AG: That’s a great story.

(Top image: Sam Viviano, BFA ’75, hard at work in the MAD offices. Courtesy of Viviano.)

Comments

  1. Free Polazzo - 1968

    Great article. I loved MAD magazine and especially Sergio Aragones. Was wondering if Sam met him.
    I not only collected all his “Groo the Wanderer” Series but when I gave them to my grandsons, they also loved them. Great Art and Great stories. (This is not a paid commercial!)
    Free

    Reply

  2. Cass Singer - 1981 (Law)

    Greetings from a fellow Pilot (Class of ’71) who can corroborate (if not completely commiserate with) your comment about the visual arts (or lack thereof) at the old school. As was said in the day, what a long, strange trip it’s been … Congrats on the recognition here, and best regards.

    Reply

  3. Perri Knize - 1976

    Sam! It’s wonderful to catch up on your story here. What a sweet surprise to find this article in my inbox. Still remember you fondly from back in the day when you helped me get my bearings in the New York design world of the early 1980s. All these kudos are so well deserved!

    Reply

  4. Alan Bernstein - 1991 - Film/Video Studies

    Sam’s story is terrific, as is he. You’ll be able to hear more of it straight from the horse’s mouth in “When We Went MAD!” a documentary on the history and influence of MAD Magazine. We are still in production, but you can follow up on our progress by visiting http://www.whenwewentmad.com or https://www.facebook.com/WhenWeWentMAD.

    Reply

  5. Paul Schissler - 1975

    Great to see this article about Sam. Spent one Summer as a Freshman Orientation Leader with Sam. He did caricatures of all the Leaders that Summer and I still have mine hanging on the wall of my office. I guess that means I’ve thought about Sam, in that round about way, almost every day since then. He was a very dramatic guy, starring in some theater productions and did a mean version of Poe’s “Nevermore” by candle light.
    The Freshmen loved that one.
    Good for you Sam!!

    Reply

  6. Ramona Bashshur - 1984

    GREAT story as well as fascinating insight into the world of one of my favorite humor magazines of all time.

    Reply

  7. Tom Archambeau - 1975(B.S. Zoology), 1979 (Med)

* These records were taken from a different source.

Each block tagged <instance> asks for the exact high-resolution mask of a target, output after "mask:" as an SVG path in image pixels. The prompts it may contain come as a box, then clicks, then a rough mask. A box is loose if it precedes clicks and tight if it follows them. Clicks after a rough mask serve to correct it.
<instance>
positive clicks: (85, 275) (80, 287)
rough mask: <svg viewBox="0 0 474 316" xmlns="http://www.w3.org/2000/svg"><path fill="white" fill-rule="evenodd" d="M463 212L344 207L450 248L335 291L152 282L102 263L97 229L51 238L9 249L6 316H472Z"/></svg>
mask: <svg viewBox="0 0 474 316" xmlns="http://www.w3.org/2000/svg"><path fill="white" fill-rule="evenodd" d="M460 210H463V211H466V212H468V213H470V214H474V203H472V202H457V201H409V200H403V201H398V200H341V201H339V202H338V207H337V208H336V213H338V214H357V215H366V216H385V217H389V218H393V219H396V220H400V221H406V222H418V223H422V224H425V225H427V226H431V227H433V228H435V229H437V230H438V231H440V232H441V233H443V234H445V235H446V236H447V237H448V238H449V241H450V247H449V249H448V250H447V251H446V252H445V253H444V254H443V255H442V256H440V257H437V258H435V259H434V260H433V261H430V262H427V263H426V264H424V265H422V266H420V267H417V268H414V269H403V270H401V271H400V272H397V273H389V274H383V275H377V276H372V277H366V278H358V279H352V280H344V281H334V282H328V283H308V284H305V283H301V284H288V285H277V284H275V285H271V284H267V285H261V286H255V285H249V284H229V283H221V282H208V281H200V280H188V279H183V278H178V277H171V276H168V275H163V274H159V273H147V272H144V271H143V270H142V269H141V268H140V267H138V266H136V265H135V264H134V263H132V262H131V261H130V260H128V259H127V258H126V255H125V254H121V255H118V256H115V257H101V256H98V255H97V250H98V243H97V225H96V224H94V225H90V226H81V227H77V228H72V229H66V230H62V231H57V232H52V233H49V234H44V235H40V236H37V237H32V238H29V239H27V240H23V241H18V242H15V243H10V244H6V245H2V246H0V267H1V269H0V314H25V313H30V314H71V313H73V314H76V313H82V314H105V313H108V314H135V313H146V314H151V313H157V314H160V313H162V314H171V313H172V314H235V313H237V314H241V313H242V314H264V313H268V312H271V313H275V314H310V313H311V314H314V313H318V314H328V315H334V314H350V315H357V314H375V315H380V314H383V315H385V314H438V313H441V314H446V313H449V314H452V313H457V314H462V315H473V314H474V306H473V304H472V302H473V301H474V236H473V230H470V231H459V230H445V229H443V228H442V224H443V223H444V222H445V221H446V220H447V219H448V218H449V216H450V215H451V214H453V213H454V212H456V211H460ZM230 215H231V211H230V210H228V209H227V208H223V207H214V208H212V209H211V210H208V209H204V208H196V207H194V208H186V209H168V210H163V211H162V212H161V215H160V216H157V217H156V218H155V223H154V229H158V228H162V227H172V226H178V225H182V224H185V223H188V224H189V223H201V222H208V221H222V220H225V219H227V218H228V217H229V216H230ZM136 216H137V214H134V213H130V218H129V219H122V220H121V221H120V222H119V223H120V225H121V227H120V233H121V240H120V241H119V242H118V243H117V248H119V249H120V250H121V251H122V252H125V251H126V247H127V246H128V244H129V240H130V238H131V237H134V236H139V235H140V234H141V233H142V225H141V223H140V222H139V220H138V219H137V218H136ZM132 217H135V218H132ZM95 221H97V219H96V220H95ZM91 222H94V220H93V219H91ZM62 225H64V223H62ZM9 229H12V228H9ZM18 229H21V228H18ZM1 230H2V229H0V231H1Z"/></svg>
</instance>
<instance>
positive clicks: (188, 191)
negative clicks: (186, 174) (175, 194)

    I met/knew Sam only briefly as a fellow freshman at UM in 1971. Some of my high school classmates from Muskegon were also freshmen at U-M that year, and they somehow knew a few of Sam’s high school friends. As a result we ended up at some of the same freshmen “social gatherings”. Despite the brief time I actually spent with Sam, I still vividly remember how incredibly talented, intelligent, yet quite modest he seemed to be. Even as a freshman, his skill at drawing caricatures would result in friends asking him to draw one for them on the spot, and in no time at all he would produce this amazing caricature of them. I’m happy to learn that his passion became his vocation. All these years later, I still think he must be one of the most talented people I have ever met. Congratulations Sam!

    Reply

  8. THOMAS GAINER - SAME AS SAM!

    HI SAM VIVIANO…TOM GAINER HERE. DON’T THINK I’VE SEEN YOU SINCE ST MATT’S! I WENT TO BISHOP GALLAGHER…I THINK I REMEMBER YOU WENT TO DE LA SALLE? WITH CHRIS MCBRIDE WHO LIVED 3 DOORS DOWN FROM ME ON 3 MILE DRIVE, AND HAS LIVED IN PHOENIX, AS A LAWYER, FOR YEARS. WELL, GREAT INTERVIEW, NICE GOING ON YOUR CAREER…WOW, NYC AND MAD MAGAZINE…MUST BE (AND HAS BEEN) A THRILL! OF COURSE I LOVED THAT MAG GROWING UP..UNTIL I MATURED INTO PENTHOUSE, OF COURSE. I STILL HANG WITH CASACELI, KAUFMANN, SWANDO, LAETHEM, AND TOM WHITE, NAMES THAT I KNOW YOU KNOW. TAKE CARE, IT’D BE GREAT TO SEE YOU IN NYC WHEN I’M THERE WITH LARRY, WHOSE DAUGHTER LIVES THERE, AND WORKS FOR COLBERT.

    Reply

  9. Nora Saady / Trabilsy - St. Matthew Elementary

    Sammy (that’s what we called you), I sat next to you in elementary school and remember you drawing! Lovely to see how your life has unfolded.

    Reply

  10. Carol (Appleton) Holloway - 1975

    Hi, Sam – I also used to call you Sammy, when we were playmates down the street from each other in Detroit. We attended U-M at the same time but our paths never really crossed (I graduated from LS&A). I’m happy for your success, and I hope you feel that you have attained the status of “rich and famous illustrator.” Well, at least famous!